In playing what are called ‘serious games’ – designed to improve problem solving skills, it is easier to get to grips with complex issues, say experts behind the GamEngage project from the Universities of Warwick, Cardiff, York, and Sussex, who have come together to produce the ‘Serious Games Cookbook’, a new guide explaining how to use and design the games.
“The cookbook offers a practical guide to help beginners designing serious games, as an emerging and promising tool for learning, engagement, and research, especially in the context of sustainable development and climate change – though we hope it will also be applied more broadly too,” said Dr Feng Mao, Associate Professor of Global Sustainable Development, University of Warwick. “We hope to inspire and empower the cookbook’s readers to meaningfully engage with serious games.”
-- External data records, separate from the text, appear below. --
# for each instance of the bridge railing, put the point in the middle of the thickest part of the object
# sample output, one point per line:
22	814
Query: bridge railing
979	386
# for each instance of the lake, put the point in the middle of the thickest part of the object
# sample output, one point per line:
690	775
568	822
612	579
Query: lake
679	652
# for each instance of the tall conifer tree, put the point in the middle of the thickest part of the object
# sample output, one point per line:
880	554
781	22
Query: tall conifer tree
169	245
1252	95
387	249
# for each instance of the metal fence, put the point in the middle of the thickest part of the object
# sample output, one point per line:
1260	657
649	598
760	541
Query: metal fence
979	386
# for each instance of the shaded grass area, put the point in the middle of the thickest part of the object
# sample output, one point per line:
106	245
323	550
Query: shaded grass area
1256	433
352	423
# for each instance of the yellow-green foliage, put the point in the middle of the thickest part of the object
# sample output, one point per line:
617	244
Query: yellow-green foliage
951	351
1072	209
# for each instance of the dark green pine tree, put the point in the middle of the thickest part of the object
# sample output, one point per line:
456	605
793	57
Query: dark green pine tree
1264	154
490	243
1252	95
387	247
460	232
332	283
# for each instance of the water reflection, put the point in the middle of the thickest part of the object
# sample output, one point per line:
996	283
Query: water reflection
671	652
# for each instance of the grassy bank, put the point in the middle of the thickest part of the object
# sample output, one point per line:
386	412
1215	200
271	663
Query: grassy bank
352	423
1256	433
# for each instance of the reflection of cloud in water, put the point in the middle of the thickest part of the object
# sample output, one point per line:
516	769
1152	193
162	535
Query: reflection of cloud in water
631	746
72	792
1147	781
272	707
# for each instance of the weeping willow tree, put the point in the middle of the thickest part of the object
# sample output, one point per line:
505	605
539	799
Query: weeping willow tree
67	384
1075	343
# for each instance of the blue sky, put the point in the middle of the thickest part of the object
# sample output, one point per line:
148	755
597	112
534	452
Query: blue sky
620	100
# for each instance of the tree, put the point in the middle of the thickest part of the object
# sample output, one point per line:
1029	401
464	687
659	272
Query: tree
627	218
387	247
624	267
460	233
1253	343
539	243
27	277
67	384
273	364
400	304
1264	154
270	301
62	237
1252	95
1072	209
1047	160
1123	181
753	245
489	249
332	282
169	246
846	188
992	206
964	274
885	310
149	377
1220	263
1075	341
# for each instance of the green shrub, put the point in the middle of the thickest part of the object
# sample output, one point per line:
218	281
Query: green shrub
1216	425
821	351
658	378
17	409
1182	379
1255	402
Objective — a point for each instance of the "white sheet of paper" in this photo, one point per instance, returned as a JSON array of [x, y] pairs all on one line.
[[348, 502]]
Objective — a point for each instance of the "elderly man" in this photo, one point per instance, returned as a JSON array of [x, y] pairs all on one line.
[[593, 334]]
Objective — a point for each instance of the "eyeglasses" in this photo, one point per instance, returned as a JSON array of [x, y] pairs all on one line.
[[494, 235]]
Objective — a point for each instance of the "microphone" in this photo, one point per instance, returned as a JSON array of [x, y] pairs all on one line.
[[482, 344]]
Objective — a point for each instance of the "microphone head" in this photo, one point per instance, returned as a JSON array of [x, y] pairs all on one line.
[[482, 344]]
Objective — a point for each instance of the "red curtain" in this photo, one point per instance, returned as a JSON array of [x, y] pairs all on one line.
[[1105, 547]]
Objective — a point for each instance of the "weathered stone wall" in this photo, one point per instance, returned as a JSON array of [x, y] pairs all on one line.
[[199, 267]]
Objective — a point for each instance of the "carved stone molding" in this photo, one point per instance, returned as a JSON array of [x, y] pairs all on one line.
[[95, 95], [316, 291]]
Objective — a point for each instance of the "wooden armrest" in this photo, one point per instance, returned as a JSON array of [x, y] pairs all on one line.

The cookbook, which instructs users how to pick games matching their own goals, will also be a handy new research tool.
“The cookbook and its parts can also be used as a research tool, for example as part of co-design workshops as it would help to engage general public with serious topics through the medium of game design: rather than playing games designed by others, they could explore topics important to them that could be introduced in future games or even inform other types of projects,” adds Dr Katarzyna Stawarz, co-author of the Cookbook and Senior Lecturer in Human-Computer Interaction at Cardiff University.
A free pdf of the cookbook is now online.